Rather than partner with a producer, Richard took up the reins and oversaw the production side himself…
“You recognise it’s us from my aggression and singing, but the instrumentation had to change,” he admits. “It wasn’t about just stacking guitars like we might’ve done on the last couple of records. There are way more electronics and sound design used.”
He collaborated with old friends such as the man behind 1999’s seminal platinum-certified ‘Title of Record’, producer Ben Grosse [Thirty Seconds To Mars, Marilyn Manson], and Michael “Blumpy” Tuller [Nine Inch Nails]. He also worked closely with new band mates Oumi Kapila [guitar, programming], Ashley Dzerigian [bass], Chris Reeve [drums] and Bobby Miller [keyboards], plus former Filter bandmates, Johnny Radke and Danny Lohner.

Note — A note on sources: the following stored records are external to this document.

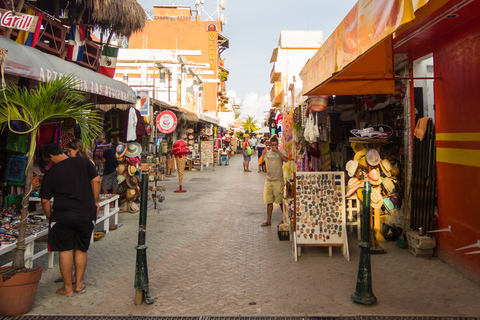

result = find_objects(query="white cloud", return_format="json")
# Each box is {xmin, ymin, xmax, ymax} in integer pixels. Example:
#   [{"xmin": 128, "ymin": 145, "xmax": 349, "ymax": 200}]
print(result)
[{"xmin": 240, "ymin": 92, "xmax": 271, "ymax": 124}]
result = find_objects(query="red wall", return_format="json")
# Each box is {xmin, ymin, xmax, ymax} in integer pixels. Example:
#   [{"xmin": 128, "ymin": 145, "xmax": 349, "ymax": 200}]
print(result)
[{"xmin": 429, "ymin": 18, "xmax": 480, "ymax": 284}]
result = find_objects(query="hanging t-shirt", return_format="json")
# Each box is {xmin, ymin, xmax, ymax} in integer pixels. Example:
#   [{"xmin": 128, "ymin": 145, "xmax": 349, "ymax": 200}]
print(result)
[
  {"xmin": 264, "ymin": 149, "xmax": 287, "ymax": 181},
  {"xmin": 127, "ymin": 108, "xmax": 138, "ymax": 141}
]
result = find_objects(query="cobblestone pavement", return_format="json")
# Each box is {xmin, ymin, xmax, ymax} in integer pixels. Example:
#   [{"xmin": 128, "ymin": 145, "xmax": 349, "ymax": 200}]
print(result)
[{"xmin": 30, "ymin": 155, "xmax": 480, "ymax": 316}]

Mixing, meanwhile, was taken care of by Brian Virtue (Jane’s Addiction, Thirty Seconds To Mars, Deftones), with the mastering being handled by the colourful Howie Weinberg (Van Halen, Mars Volta, The White Stripes).
The first single, ‘Take Me To Heaven’, rides a pulse-pounding gallop into an entrancing and ponderous refrain.
“I was looking into the eyes of my father when he was passing away, and I held his hand,” Richard recalls. “He glanced at me really quickly, focused on me, had this look of gratitude, and then he slipped away. I was almost like, ‘I hope you’re going to heaven’. Scientifically, the idea doesn’t make any sense to me, but if there is a heaven, take me there. That’s what happened.”
Ultimately, it all comes back to the fact that Richard remains honest.
“I’m completely into this for the music,” he concludes. “Being yourself is the most important thing. I authentically went to places I’d never gone before. That was from my heart. I’m trying to be as genuine as possible to what Filter is. It’s about sounding fucking different, forward and original.”